Oh, I didn't realize this! Are reasons often placed earlier in the sentence in Chinese than in English?

Thanks, Dojibear and Simon!


----------



## AquisM

yuechu said:


> Are reasons often placed earlier in the sentence in Chinese than in English?


Yes, overwhelmingly so, to the extent that putting the reason after the result often sounds unnatural (at least in formal language).

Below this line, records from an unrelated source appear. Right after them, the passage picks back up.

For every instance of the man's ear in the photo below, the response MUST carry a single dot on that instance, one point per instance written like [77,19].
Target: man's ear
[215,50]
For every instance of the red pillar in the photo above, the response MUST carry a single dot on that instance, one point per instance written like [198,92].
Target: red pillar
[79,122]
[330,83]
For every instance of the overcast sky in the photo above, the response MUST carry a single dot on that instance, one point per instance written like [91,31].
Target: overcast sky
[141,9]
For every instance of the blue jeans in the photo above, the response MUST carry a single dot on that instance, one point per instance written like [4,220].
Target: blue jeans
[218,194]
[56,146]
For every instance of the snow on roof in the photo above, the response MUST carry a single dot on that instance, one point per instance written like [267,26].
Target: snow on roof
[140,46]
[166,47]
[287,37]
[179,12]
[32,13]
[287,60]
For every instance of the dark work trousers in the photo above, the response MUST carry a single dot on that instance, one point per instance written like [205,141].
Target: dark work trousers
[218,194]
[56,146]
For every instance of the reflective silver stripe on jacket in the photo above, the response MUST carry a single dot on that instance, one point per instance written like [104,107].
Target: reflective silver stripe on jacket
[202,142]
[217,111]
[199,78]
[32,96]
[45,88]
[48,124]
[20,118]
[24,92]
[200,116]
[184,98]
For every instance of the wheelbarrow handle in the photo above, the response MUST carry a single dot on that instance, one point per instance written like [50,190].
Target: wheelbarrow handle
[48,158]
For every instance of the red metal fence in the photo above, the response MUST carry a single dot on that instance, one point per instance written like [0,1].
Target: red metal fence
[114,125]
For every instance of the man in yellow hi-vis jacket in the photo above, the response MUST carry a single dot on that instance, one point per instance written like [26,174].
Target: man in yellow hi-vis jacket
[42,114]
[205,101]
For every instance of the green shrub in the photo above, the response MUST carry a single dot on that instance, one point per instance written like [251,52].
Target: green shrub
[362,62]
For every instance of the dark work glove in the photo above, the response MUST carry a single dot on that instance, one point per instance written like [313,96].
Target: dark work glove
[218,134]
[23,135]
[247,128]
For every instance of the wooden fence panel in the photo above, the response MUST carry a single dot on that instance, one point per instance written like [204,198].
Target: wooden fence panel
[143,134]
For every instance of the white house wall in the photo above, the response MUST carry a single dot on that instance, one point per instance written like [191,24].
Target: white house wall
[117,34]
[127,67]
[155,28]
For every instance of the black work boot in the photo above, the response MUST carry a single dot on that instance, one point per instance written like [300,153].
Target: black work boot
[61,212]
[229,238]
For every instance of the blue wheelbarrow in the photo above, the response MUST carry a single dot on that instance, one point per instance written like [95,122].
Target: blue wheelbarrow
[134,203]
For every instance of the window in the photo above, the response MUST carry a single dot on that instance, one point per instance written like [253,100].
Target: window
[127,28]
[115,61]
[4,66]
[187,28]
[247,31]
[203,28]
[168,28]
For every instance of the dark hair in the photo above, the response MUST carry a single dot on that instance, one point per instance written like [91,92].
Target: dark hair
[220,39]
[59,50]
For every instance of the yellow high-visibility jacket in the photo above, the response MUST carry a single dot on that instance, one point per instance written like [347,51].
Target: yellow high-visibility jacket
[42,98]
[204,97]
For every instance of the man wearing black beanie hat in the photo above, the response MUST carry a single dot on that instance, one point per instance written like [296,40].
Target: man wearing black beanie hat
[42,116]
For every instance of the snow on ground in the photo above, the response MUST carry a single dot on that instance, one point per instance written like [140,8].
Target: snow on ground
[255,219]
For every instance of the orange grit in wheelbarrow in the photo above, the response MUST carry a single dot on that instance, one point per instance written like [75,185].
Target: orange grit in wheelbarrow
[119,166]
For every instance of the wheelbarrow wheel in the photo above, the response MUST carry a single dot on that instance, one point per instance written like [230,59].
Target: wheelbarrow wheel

Happy Chinese New Year! 祝你虎年身体健康，万事如意！


----------



## dojibear

I've read that English sentences put the key thing ("school is cancelled") at the beginning, and Chinese sentences put the key thing at the end. So not just the "why" (reason) comes first. So does the "where" and "when" and "who". For example:

English: Let's have dinner in Shanghai tomorrow.
Mandarin: 明天我们在上海吃晚饭吧。(Tomorrow we in Shanghai will eat dinner, okay?)


----------



## yuechu

Good to know! Thank you both for your help! 
(and Happy Chinese New Year! 新年快乐！)


----------



## SuperXW

When we were in school, we were taught 记叙六要素:
时间 地点 人物 起因(beginning/reason) 经过 结果
Notice the sequence. Background first.


----------



## yuechu

I never knew about this order (in this much detail) in Chinese. Thanks, SuperXW!


----------



## SuperXW

yuechu said:


> I never knew about this order (in this much detail) in Chinese. Thanks, SuperXW!


六要素 is quite basic and can reflect to the fundamental process of narration in Chinese. I advise you memorize it.
when, where, who, why, through what, result


----------



## henter

因为所以这个句型语文课本上很常用. 这里可以用. SimonTsai举的例子也是对的. 你也可以说学校因为暴风雪的关系or 缘故停课了. 友情提醒。如果您参加中国内地的语文考试甚至英文考试，有时候答案确实只有一个，即使其他选项看起来也可以用. 
​


----------



## albert_laosong

There are many ways of saying it, all of which are common:
因为暴风雪今天课取消了。
因为暴风雪今天课不上了。
因为今天暴风雪课取消了。
因为今天暴风雪课不上了。
For the 4 sentences above, you don't need to pause in the middle.

今天课取消了/今天课不上了，因为要下大雪/有暴风雪。you have to pause a little bit at the comma, otherwise it will sound weird.


----------



## yuechu

Thanks for letting me know about all those options!


----------